Many researchers tag a short sequence, which usually is a region of the c-Myc or histone (His) gene, to their cDNA construct, making it expressed as a fusion protein, but not exactly the protein of interest. This is because it is assumed that the extra peptide sequence is short and should not affect the biology of the protein in question. While this assumption had been preliminarily tested for a few proteins when this tagging technique was established, extension of this assumption to all other proteins may not always be tenable. Besides, today's antibody-producing technology, such as the phage display that can produce thousands of primary antibodies in vitro [88-90], has made antibodies available for most proteins. Therefore, in most cases it is gratuitous to use a Myc- or His-tag and then a Myc- or His-antibody to detect the expression of newly-identified proteins.
Many scientists have purged themselves from research by being illiterate in technical detail
Worldwide, academic career development is an elimination series, which for many biomedical scientists is split into two phases: in the first incarnation of their career, they eliminated rivals by winning in all sorts of exams, obtaining scarce faculty positions, and grabbing their first research grant(s). After they have established a lab and a research project, they aim to be prominent and thus spend more and more time in conferences and invited presentations as well as on manuscript and grant reviewing, while having less and less time for absorbing details of the daily-updated technology and accumulating hands-on experience in circumventing technical pitfalls. As the repercussion, gradually they know too little about technical detail to correctly understand and interpret the experimental data generated by their students, technicians and postdocs. In other words, they enter into the second incarnation of their career wherein they purge themselves from research, although their CV is elongating hastily with many more high-impact publications and grant awards and although they indeed become more influential. A slew of other scientists may not want to be transcendent but still have to spend most of their time on writing grant proposals, simply for surviving the research-funding gloom. Therefore, a common situation in the biomedical fraternity is that students, technicians and postdocs perform the bench work and probably also write the research reports that the professors know little about, especially pertaining to the technical details. In other words, there commonly is a disconnection or a poor connection between the data producers (the juniors) and the data interpreters (the seniors). In general, those principal investigators who attain more research funds know fewer technical details than those who have less funding, because the former have much less time than the latter on learning research methodology.

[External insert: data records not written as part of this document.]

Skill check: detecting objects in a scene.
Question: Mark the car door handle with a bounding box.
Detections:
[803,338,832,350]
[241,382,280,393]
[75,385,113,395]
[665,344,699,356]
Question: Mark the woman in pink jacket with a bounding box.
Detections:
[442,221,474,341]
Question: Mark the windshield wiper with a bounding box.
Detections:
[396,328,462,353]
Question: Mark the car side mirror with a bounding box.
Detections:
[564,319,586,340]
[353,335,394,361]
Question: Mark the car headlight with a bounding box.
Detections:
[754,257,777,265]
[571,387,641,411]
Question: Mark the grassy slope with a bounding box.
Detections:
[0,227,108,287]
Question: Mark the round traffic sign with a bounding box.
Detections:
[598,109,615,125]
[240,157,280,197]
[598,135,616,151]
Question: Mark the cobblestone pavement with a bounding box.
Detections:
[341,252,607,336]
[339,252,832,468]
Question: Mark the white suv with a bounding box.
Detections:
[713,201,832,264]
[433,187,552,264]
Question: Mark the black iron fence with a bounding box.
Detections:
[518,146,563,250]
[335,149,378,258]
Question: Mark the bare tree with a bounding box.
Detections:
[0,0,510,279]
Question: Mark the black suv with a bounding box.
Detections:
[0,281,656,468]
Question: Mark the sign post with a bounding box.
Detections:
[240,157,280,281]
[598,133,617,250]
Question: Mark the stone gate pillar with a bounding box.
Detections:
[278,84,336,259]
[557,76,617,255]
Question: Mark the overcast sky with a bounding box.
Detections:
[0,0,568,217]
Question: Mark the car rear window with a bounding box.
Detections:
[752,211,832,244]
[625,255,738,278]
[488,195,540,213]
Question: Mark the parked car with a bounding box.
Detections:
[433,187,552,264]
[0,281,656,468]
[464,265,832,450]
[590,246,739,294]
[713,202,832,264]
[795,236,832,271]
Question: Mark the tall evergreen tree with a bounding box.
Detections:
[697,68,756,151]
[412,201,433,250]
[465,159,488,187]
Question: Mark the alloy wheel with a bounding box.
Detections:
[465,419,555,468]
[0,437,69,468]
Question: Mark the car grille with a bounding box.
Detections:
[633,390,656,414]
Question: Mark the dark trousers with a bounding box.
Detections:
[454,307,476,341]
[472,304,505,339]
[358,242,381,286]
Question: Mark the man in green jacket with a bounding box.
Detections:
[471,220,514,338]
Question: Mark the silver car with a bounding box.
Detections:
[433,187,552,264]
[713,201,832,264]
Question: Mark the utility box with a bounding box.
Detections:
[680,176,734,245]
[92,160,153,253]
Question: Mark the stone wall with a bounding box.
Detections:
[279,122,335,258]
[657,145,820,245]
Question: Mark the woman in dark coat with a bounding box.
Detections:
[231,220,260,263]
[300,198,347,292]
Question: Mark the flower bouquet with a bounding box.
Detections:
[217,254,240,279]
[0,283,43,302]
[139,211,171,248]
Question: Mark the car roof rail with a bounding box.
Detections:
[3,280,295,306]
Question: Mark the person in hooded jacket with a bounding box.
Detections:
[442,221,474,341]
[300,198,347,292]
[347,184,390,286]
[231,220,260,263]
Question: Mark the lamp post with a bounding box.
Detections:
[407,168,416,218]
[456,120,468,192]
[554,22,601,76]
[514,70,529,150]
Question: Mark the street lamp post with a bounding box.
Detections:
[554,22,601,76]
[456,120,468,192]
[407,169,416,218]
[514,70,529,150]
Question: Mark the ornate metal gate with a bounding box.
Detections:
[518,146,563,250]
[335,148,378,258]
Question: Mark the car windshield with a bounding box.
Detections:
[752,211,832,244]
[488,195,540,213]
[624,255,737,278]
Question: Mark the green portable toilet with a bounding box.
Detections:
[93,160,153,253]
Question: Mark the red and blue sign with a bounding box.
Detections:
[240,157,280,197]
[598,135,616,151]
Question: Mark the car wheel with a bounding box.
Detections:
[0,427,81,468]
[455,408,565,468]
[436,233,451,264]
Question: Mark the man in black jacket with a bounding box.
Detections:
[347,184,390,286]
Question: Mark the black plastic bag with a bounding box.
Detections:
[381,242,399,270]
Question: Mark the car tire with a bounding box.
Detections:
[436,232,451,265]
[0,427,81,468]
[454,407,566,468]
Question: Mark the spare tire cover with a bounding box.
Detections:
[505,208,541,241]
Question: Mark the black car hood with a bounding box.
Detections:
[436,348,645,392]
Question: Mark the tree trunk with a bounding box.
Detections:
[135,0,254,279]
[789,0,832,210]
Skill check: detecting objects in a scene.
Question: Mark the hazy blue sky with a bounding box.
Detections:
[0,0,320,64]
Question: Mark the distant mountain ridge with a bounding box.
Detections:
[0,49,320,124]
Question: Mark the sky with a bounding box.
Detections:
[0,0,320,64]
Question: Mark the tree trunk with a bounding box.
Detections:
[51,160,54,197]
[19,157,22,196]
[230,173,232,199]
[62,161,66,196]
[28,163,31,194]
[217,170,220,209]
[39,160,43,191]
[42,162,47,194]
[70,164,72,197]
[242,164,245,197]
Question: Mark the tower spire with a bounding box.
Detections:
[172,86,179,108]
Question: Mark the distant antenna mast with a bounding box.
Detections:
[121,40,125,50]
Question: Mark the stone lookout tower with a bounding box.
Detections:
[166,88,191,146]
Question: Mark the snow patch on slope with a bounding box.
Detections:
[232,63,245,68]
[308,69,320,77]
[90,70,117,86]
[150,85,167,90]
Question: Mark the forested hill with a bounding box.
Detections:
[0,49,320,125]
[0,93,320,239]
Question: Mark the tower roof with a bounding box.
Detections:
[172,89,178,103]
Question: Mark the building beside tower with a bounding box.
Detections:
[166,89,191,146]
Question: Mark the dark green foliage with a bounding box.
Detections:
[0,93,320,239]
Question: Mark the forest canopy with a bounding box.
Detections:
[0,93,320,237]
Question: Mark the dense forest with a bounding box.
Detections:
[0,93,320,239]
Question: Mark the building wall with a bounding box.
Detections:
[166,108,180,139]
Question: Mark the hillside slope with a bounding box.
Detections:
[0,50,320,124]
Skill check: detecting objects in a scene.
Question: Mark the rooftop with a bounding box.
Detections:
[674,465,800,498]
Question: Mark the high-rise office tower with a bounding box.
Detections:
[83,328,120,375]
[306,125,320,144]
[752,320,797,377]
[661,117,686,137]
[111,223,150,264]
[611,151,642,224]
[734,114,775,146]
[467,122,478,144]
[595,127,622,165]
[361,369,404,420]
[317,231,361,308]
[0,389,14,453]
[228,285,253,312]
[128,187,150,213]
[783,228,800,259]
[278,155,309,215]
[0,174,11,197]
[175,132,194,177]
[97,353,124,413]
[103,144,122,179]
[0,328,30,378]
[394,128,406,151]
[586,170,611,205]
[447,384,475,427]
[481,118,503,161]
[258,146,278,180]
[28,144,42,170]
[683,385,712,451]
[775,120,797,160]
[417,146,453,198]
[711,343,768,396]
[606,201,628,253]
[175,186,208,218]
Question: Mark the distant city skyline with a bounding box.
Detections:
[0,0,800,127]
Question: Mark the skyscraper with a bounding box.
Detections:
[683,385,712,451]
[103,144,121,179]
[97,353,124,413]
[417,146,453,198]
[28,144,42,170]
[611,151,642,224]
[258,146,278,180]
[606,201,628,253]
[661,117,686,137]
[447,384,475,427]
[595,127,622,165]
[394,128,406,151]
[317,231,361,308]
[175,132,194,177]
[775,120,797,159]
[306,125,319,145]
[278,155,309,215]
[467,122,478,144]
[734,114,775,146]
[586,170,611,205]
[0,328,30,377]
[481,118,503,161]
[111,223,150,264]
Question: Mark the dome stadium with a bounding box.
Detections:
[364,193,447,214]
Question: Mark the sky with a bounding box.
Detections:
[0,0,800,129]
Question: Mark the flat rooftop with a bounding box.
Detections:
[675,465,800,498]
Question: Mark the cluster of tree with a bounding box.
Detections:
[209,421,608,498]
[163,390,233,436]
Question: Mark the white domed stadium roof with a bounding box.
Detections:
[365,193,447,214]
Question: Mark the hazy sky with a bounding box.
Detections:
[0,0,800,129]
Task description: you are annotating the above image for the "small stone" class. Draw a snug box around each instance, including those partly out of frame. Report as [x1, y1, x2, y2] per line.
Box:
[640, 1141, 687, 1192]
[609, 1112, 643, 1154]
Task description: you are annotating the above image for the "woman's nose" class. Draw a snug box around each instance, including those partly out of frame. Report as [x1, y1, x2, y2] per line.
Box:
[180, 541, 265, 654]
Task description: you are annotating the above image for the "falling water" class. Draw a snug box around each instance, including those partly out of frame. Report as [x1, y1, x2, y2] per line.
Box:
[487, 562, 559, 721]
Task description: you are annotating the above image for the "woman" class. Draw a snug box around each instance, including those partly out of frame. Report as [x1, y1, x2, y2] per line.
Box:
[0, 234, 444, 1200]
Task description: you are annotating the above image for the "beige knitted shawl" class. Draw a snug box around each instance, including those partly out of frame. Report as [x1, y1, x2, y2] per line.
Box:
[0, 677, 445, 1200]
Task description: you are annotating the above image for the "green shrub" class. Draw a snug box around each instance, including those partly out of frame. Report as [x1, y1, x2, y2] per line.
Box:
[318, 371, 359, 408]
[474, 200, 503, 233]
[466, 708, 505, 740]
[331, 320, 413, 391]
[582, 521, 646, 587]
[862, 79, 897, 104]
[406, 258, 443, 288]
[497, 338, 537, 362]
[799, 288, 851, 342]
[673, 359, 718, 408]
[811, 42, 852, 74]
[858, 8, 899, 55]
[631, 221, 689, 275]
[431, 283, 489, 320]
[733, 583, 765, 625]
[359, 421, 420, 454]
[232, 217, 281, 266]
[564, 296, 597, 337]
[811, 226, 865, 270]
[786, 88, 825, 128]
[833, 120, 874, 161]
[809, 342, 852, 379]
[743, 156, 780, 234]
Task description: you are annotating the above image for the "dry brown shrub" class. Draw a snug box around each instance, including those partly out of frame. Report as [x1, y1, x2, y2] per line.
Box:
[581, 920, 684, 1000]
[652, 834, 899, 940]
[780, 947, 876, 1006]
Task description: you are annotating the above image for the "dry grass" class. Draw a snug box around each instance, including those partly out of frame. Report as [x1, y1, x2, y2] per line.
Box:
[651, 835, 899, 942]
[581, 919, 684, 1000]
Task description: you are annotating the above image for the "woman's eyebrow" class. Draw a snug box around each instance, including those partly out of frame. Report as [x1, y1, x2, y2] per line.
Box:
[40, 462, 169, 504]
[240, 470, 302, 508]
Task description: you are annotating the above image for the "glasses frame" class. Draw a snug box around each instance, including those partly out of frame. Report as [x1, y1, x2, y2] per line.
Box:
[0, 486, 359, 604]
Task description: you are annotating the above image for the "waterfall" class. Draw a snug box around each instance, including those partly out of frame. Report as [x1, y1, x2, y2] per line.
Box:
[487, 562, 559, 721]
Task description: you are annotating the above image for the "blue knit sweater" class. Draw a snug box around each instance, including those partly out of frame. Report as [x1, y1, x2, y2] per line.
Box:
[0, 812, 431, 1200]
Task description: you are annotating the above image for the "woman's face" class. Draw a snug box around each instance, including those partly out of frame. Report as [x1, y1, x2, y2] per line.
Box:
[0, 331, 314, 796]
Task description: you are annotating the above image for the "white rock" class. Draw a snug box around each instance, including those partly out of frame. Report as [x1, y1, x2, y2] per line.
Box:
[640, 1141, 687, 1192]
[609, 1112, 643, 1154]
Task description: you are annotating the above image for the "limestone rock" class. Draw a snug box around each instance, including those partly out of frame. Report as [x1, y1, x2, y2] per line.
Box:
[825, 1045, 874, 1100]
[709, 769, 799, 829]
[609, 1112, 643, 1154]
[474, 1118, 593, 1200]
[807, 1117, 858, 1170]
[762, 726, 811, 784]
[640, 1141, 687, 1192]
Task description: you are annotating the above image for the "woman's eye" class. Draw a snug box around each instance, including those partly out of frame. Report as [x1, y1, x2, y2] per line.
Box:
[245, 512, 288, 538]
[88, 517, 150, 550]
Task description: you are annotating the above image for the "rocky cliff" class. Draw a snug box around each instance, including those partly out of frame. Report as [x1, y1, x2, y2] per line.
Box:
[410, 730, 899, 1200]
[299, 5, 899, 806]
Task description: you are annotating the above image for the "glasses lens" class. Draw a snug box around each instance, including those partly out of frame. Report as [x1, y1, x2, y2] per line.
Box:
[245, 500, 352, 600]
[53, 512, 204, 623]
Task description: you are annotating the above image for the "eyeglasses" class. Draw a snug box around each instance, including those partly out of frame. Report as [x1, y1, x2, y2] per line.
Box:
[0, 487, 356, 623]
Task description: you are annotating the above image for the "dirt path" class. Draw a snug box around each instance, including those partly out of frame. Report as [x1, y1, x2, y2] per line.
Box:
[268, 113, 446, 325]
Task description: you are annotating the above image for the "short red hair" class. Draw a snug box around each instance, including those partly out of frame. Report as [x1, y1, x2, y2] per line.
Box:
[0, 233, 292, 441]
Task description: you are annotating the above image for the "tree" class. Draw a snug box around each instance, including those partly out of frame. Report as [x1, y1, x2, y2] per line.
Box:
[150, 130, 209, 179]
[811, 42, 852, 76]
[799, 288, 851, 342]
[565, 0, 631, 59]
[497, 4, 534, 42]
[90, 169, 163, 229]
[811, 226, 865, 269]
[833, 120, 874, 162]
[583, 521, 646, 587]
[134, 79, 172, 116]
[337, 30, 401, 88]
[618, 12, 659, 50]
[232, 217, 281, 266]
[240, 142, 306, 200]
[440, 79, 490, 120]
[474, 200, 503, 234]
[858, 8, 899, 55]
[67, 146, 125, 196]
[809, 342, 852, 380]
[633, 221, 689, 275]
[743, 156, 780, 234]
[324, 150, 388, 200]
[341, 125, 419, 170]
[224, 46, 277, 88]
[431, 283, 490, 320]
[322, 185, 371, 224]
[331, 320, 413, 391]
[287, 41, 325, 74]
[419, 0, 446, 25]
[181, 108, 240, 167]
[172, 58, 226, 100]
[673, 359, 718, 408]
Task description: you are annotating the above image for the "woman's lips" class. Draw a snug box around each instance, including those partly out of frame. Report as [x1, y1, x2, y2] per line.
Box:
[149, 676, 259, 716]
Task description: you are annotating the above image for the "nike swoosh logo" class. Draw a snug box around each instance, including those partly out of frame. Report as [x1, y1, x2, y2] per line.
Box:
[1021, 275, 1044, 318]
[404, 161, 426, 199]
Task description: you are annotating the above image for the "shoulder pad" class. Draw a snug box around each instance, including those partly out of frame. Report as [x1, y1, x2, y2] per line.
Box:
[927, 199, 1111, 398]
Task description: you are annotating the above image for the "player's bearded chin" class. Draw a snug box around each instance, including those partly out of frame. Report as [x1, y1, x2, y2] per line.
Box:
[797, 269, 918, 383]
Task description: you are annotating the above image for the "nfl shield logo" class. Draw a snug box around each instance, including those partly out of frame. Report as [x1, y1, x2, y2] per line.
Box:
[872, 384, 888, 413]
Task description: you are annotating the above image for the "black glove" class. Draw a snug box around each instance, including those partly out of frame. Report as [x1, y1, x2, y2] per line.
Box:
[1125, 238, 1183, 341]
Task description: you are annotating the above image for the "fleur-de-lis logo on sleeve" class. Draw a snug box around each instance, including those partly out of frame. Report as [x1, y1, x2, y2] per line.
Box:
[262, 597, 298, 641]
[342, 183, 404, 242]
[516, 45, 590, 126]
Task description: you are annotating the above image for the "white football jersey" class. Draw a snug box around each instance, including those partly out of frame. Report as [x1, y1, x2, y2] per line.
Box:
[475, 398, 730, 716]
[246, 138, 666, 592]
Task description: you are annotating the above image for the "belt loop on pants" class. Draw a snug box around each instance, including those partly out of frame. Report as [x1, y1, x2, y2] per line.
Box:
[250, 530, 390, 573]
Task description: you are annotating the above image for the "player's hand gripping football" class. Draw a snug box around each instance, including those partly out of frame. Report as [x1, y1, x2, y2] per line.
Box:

Some of us may be intrepid enough to admit that the above-described tenure of “first eliminating others and then eliminating ourselves” is virtually our own career trajectory. Indeed, we can ask ourselves how much technical detail we know about the data from our students and postdocs, pertaining to, such as, deep RNA sequencing, various “omics” related techniques, etc., especially on the aspects of artifacts and reproducibility [91, 92]. Many of us cannot even remind our students what pitfalls they should avoid when preparing samples for these sophisticated techniques, and thus completely rely on what the juniors can figure out for themselves, which usually is not much, haplessly. Readers can evaluate themselves about the technical detail and pitfalls of RT-PCR described in some perspective articles of ours [67, 68, 85, 93] and others , to get a sense how surprisingly complicated these commonly used methods are and how little we actually know about them. For instance, numerous RT-PCR experiments were conducted with the forward and reverse primers on the same exon and with the RNA samples without being subject to removal of gDNA residual, thus making it unclear whether it is the cDNA, gDNA, or both that are amplified . Moreover, even the reference gene used for the RT-PCR is an issue in most cases, as we have explicated . Given that RT and PCR are so basic and are the footing of many other sophisticated techniques but we still know so little about them, it is not surprising that slipups are omnipresent in biomedical research that involves so many more-sophisticated techniques . All abovementioned issues, and not just data fabrication or other malfeasance, contribute to the poor reproducibility of publications. In fact, the nightmare does not end here, because in many cases reproducible studies become reproducible because the same misstep is made.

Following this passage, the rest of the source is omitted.